Zeldin, whose campaign has already raised more than $2.5 million since he formally announced his candidacy two weeks ago, was one of them. When asked about his support for Trump, Zeldin said he wouldn’t lean on the former president for support from voters.
“I am going to continue to stay focused on the issues that matter most to New Yorkers, from those doors, real issues from real people,” Zeldin said.
Rob Astorino, the former county executive from Westchester County who challenged Cuomo in 2014, said Democrats won’t be able to use Trump as a target for Republicans in next year’s elections because he’s neither in office nor seeking one.
“So when things are going really bad, and they are and they will get worse, they can scream Donald Trump, but he's not around,” Astorino said.
Astorino made the case to leaders from the Republican party Monday that he could win support from communities that don’t ordinarily connect with conservatives through a series of bipartisan issues, like the rising cost of living in New York and the state’s declining population.
“I’d love to be a real estate agent in Florida right now,” Astorino said.
Of the three Republicans and two Democrats who’ve challenged Cuomo for governor, Astorino has come closest to ousting the three-term governor. He lost to Cuomo by 14 percentage points in 2014.
Marc Molinaro, the county executive of Dutchess County, lost in the general election to Cuomo in 2018 by a wider margin — 59% to 36%. But he said Monday that he’s confident Republicans could close that gap in next year’s race.
“I will tell you that I’m not going to back down, and whatever role it is I need to play, I will,” Molinaro said. “New Yorkers deserve a governor that is as good and decent as they are."

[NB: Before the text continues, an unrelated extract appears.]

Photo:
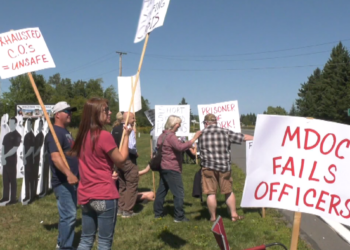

Molinaro’s message for Republican leaders on Monday was one of unity among New Yorkers on top issues, rather than division caused by political affiliation.
He said Republicans, regardless of the candidate, would have to garner support in the general election from Democrats and swing voters, and that appealing to the common ground among New Yorkers should be their strategy to win.
“We recognize that … in order for us to win, we have to not only rally those of us who agree with us, but convince about a million people who, on any given day, might be skeptical of Republican leadership,” Molinaro said.
Also among the contenders who appeared in Albany Monday was Andrew Giuliani, the son of former New York City Mayor Rudy Giuliani and a former adviser to President Donald Trump.
Giuliani did not shy away from his affiliation with the former president, at one point calling him “a close friend.” He said that, if he were to run, he would focus on strategies to reduce crime in New York, support charter schools, and boost the economy.
“My intention is to appeal to all New Yorkers and make my case to them, and let them decide whether I’m red, whether I’m blue,” Giuliani said. “I am red, I am true red, but let them decide for themselves on the issues.”
Other potential nominees who made their case to Republican leaders in Albany Monday were businessman Joe Holland, Orange County Executive Steve Neuhaus, Lewis County Sheriff Mike Carpanelli, and Rensselaer County Executive Steve McLaughlin.
Carpanelli, the only other declared candidate, said he wanted to focus on a message of consensus among New Yorkers, regardless of party affiliation or geography.
“This is the state of New York. Everybody has a place in the state of New York,” Carpanelli said. “It doesn’t matter if you disagree or not, but we should respect each other.”
Rep. Elise Stefanik, who represents part of the North Country, and Rockland County Executive Ed Day were both scheduled to speak to Republican leaders Monday as well, but were pulled away due to last-minute emergencies.
State Republican Chairman Nick Langworthy said they're hoping to coalesce around a candidate by early summer, and that Zeldin appeared to be in the lead based on the amount he's already raised, and that he's already declared his candidacy.